Analyzing writing styles of non-native speakers is a challenging task. In this paper, we analyze the comments written in the discussion pages of the English Wikipedia. Using learning algorithms, we are able to detect native speakers’ writing style with an accuracy of 74%. Given the diversity of the English Wikipedia users and the large number of languages they speak, we measure the similarities among their native languages by comparing the influence they have on their English writing style. Our results show that languages known to have the same origin and development path have similar footprint on their speakers’ English writing style. To enable further studies, the dataset we extracted from Wikipedia will be made available publicly.

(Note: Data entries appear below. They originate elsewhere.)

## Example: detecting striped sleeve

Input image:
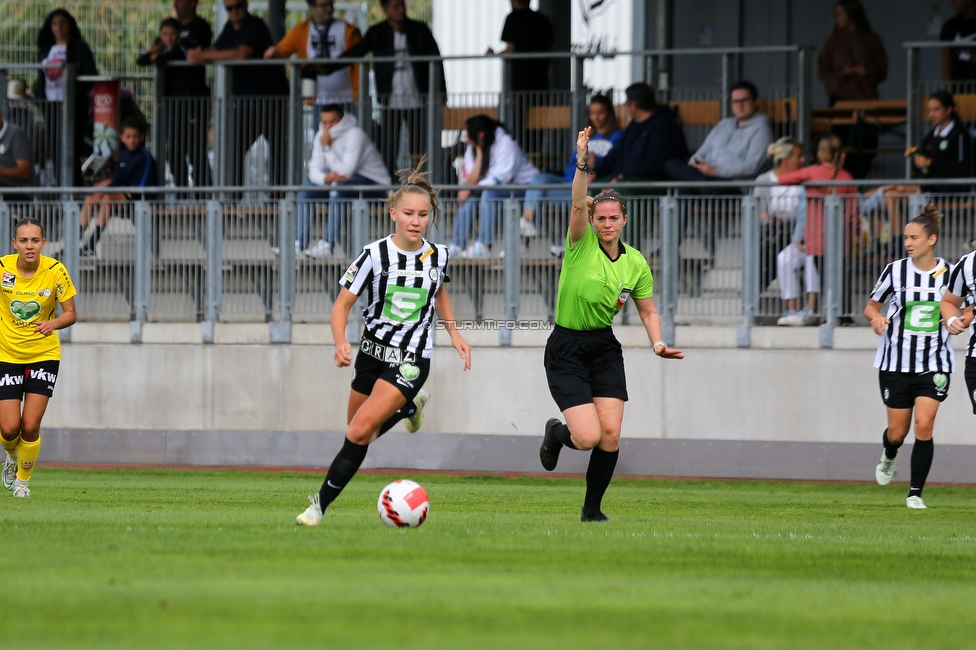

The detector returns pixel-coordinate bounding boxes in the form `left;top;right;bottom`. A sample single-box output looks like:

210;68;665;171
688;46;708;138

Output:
339;248;373;296
871;264;894;302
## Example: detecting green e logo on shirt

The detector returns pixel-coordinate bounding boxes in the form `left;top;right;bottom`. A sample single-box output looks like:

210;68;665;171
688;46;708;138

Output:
905;301;939;332
383;285;427;323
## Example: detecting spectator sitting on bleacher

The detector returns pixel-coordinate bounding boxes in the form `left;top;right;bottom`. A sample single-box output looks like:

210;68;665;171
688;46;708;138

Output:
79;117;159;256
449;115;539;257
0;115;37;201
587;82;688;184
664;81;773;187
295;104;390;259
905;90;974;194
264;0;363;107
519;93;624;237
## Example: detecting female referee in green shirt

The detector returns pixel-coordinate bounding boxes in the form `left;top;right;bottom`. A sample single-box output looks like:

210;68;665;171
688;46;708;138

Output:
539;127;684;521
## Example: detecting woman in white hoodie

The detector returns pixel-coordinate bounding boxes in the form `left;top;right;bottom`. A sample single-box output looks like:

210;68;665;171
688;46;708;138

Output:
295;104;390;258
450;115;539;257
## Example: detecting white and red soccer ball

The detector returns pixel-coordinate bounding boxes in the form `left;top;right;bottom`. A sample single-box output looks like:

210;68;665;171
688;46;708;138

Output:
376;480;430;528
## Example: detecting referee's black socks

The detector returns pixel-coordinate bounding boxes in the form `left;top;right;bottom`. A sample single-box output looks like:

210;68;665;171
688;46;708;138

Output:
583;447;620;516
908;439;935;497
319;438;369;512
881;429;905;460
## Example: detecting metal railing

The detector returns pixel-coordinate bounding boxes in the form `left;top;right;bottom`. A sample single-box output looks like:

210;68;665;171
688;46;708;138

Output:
0;175;976;346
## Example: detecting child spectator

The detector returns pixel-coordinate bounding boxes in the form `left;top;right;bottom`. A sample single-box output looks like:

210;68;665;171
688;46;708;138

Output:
80;118;159;256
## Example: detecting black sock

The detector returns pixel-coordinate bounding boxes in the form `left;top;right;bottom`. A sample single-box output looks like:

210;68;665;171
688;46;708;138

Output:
881;429;905;460
376;401;417;438
549;422;576;449
583;447;620;513
908;439;935;497
319;438;369;512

Comments database (data.json.txt.details):
- autoid: Index that is unique for each row
- text: The actual comment
- lang: native user language
- user_name: wikipedia username
- page_id: The ID of the wikipedia page that the comment appeared in.
- page_title: Title of the wikipedia page that the comment appeared in.
- time_stamp: The time stamp of the comment, as mentioned in the comment signature. Could be null
- level: English proficiency of the user.
Users database (users_props.json.txt):
- langs: set of the languages that the user claims knowledge of.
- comm_size: number of (characters/wrods, not sure!) that is used in all the user comments.
- comm_num: number of comments that the user contributed.